The whole physical package of Gal Gadot—pro-Israel and former Miss Israel—is stunningly gorgeous, and the character she plays, Wonder Woman (or Diana), in Wonder Woman (2017), is truly morally good. Which only adds to her irresistible being.
Directed by Patty Jenkins, the film may prove to be the summer’s best pop feature. Diana is a princess on a splendid all-female island, and when she saves the life of a World War I pilot (Chris Pine), pulling his drenched body to the island’s beach where other Amazon inhabitants join the pair, it is the kind of rich, spectacular sequence Fellini would have enjoyed shooting had the technology been available in his day. Jenkins has an eye for grandeur and wide scopes, and is adeptly served by her team of technicians.

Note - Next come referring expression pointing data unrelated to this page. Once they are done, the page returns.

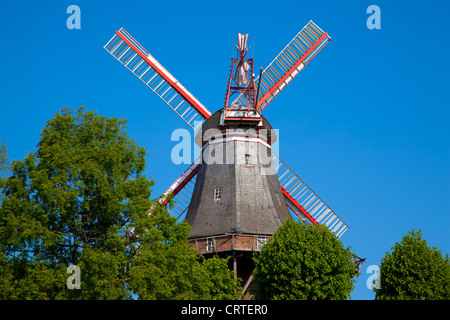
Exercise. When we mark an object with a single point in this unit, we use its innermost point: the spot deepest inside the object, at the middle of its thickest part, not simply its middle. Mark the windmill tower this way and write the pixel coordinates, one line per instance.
(237, 194)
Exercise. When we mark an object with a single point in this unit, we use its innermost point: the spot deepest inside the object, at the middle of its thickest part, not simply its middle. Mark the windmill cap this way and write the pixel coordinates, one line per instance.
(212, 127)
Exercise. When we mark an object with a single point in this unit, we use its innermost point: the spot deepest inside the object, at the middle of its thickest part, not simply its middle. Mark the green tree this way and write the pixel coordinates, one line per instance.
(69, 202)
(165, 267)
(304, 262)
(414, 271)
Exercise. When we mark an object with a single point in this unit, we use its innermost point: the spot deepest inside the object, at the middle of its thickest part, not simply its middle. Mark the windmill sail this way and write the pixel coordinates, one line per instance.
(290, 61)
(242, 66)
(146, 68)
(304, 202)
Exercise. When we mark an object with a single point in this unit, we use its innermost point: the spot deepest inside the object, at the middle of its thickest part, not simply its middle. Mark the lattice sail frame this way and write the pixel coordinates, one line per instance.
(146, 68)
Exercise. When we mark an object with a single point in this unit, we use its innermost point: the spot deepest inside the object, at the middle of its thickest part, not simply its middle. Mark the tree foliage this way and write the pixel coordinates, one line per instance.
(304, 262)
(414, 271)
(69, 202)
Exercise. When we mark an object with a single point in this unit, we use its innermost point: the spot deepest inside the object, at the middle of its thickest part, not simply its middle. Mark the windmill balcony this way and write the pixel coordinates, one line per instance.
(229, 242)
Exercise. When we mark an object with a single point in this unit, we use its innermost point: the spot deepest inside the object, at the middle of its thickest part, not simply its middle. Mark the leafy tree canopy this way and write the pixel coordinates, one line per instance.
(414, 271)
(304, 262)
(69, 202)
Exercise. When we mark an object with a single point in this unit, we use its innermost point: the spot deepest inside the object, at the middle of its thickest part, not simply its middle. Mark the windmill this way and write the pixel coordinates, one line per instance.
(237, 194)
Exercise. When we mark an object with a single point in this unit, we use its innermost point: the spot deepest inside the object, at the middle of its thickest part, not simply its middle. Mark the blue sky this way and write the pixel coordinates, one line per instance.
(365, 124)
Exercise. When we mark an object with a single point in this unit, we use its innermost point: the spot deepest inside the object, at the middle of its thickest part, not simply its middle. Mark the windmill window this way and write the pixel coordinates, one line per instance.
(210, 244)
(217, 194)
(248, 160)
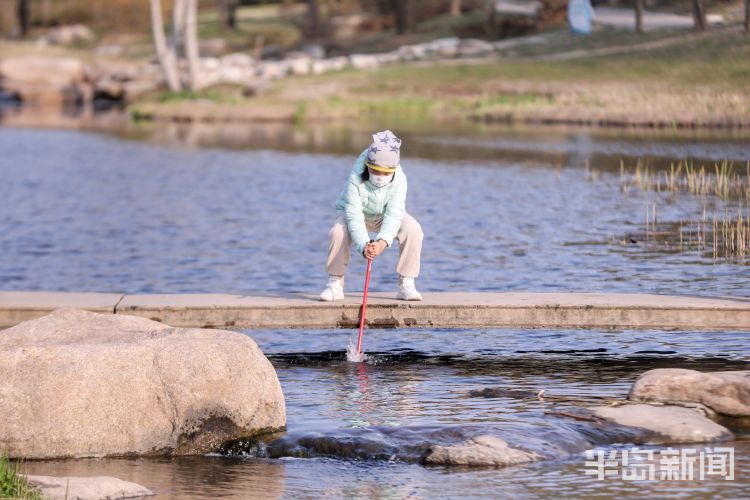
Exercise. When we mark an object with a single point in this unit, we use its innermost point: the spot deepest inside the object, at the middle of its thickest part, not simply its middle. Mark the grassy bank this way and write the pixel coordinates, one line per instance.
(667, 79)
(13, 484)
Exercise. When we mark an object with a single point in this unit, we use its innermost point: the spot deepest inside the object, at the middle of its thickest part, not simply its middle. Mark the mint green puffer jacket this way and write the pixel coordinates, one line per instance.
(362, 201)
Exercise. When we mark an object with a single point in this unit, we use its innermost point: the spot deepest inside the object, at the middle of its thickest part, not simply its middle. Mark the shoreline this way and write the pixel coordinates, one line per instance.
(437, 310)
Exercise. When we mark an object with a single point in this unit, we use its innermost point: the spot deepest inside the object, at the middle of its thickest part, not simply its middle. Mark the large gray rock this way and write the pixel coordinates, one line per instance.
(87, 488)
(76, 384)
(674, 424)
(727, 393)
(480, 451)
(44, 80)
(70, 34)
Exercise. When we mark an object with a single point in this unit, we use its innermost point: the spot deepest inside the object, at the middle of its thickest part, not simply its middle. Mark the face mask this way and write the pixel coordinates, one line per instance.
(380, 180)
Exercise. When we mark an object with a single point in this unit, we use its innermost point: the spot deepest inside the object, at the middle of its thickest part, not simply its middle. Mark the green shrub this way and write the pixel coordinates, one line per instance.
(13, 484)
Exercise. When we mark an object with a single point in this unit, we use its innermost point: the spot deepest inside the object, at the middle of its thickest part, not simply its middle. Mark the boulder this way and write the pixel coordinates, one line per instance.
(80, 384)
(272, 70)
(471, 47)
(87, 488)
(363, 61)
(69, 35)
(238, 59)
(44, 80)
(727, 393)
(479, 451)
(673, 424)
(212, 47)
(300, 65)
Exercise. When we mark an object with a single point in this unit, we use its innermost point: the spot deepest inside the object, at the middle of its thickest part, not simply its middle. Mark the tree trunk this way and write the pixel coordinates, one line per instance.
(639, 16)
(313, 18)
(177, 39)
(22, 13)
(401, 13)
(228, 13)
(699, 15)
(166, 56)
(191, 43)
(455, 7)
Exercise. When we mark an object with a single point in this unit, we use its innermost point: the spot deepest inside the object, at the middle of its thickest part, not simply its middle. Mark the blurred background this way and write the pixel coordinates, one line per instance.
(185, 145)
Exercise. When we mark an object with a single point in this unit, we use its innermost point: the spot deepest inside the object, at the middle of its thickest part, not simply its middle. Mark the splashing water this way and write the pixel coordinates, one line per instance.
(352, 355)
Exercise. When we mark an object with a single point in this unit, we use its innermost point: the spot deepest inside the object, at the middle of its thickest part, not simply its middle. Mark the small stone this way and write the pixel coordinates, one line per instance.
(480, 451)
(727, 393)
(87, 488)
(673, 424)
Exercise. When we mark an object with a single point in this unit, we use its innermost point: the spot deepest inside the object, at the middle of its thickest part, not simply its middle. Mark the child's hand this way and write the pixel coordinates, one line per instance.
(372, 250)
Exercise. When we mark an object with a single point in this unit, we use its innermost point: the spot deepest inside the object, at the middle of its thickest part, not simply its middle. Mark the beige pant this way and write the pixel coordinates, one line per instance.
(409, 246)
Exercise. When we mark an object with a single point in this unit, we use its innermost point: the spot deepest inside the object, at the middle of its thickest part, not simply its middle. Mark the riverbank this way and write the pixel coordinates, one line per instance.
(437, 310)
(668, 80)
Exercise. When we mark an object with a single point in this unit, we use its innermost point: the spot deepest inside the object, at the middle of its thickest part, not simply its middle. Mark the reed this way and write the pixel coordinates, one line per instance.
(722, 235)
(723, 181)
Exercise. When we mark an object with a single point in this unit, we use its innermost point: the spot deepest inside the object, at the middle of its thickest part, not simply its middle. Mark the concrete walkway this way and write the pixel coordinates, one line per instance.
(612, 16)
(437, 310)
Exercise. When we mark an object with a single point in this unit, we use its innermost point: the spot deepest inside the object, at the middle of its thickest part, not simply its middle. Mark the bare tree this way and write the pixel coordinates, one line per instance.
(179, 16)
(455, 7)
(191, 42)
(166, 55)
(402, 14)
(23, 16)
(699, 15)
(639, 16)
(313, 18)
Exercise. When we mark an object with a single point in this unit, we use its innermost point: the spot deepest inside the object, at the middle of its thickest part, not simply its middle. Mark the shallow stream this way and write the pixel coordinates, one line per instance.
(243, 210)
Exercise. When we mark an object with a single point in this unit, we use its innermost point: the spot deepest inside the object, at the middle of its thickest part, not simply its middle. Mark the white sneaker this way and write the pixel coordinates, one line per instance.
(334, 289)
(407, 290)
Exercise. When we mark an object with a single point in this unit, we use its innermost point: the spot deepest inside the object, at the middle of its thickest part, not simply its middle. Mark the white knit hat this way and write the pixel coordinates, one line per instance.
(385, 152)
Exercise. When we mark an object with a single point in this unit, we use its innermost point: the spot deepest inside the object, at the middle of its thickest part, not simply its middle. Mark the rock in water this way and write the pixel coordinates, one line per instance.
(727, 393)
(480, 451)
(87, 488)
(80, 384)
(674, 424)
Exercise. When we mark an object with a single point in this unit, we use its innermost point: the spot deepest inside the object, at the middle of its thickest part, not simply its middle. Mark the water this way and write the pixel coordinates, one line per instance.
(247, 209)
(96, 213)
(356, 430)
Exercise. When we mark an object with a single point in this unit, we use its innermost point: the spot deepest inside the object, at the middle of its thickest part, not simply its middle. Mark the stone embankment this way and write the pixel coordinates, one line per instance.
(55, 80)
(437, 310)
(683, 406)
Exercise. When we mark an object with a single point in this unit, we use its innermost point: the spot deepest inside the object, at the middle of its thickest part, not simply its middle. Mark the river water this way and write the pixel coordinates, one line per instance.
(176, 209)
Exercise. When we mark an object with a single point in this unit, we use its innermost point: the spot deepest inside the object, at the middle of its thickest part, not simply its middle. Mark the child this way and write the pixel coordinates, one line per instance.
(374, 200)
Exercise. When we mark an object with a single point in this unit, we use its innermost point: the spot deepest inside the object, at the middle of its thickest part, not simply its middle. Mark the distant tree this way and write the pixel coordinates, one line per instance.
(228, 13)
(402, 15)
(166, 54)
(191, 42)
(639, 16)
(23, 15)
(312, 26)
(456, 7)
(699, 15)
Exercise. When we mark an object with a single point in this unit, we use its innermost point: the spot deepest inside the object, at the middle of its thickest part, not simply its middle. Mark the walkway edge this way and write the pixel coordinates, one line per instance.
(438, 310)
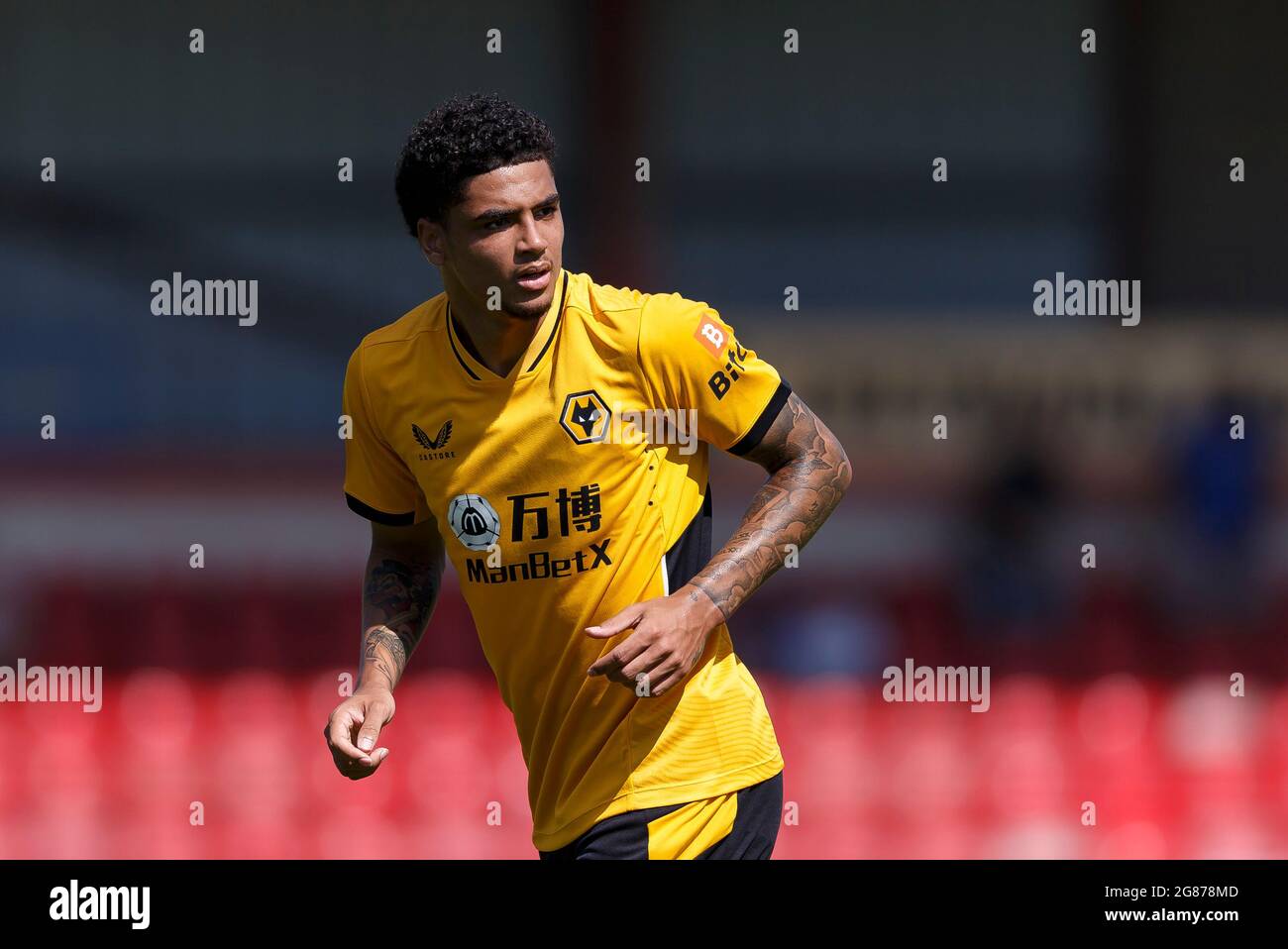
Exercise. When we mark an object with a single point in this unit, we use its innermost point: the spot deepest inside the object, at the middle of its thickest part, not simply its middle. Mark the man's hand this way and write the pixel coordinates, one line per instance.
(669, 635)
(355, 728)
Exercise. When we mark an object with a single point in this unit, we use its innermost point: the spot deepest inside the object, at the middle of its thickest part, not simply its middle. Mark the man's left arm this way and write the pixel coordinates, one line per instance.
(807, 475)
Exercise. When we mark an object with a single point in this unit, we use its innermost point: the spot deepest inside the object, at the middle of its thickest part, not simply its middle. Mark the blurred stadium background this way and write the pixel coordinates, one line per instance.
(768, 170)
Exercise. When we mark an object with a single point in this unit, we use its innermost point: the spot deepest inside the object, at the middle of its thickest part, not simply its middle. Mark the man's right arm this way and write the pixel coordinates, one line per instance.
(399, 589)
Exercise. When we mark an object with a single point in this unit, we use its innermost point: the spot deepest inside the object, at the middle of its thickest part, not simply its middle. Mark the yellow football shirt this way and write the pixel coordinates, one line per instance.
(566, 492)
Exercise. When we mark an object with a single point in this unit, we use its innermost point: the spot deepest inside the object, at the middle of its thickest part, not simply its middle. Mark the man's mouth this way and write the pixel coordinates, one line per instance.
(535, 279)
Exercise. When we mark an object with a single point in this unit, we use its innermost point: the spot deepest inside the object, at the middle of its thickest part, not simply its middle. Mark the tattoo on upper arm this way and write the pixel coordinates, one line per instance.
(809, 474)
(397, 601)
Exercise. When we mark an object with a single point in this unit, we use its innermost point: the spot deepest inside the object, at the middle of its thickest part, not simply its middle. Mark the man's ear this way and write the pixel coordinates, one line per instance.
(433, 241)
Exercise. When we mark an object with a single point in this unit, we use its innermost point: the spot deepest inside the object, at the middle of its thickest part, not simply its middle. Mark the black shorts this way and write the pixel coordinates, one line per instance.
(738, 825)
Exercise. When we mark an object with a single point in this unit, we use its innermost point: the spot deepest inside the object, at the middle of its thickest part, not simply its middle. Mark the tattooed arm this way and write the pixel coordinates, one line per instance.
(807, 474)
(399, 589)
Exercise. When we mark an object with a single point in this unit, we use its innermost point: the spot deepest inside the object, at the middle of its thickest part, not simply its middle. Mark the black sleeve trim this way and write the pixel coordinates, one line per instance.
(758, 432)
(378, 516)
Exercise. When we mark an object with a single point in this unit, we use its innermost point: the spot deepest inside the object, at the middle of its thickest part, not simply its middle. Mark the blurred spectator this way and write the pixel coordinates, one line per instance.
(1218, 497)
(1009, 588)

Granted, Wonder Woman is imperfect but certainly watchable, and thrilling. It has beauty and violence but neither is overdone. Moreover, well, it’s a rather confused religious film (three men, by the way, devised the story here). In the final scenes, Wonder Woman begins to represent the ascent of Christ-as-God, of Christianity, and—because she mightily battles Ares, the god of war—the elimination of mean pagan gods. The puzzling thing is that Diana, from that all-female island, was created out of clay by Zeus (!), and he too is ripe for elimination.
Oh, well. I liked the flick more than I do most superhero movies. . . Gee, those Middle Eastern Arabs who refuse to see Wonder Woman because it stars a pro-Israel Jew don’t know what they’re missing. Get a life!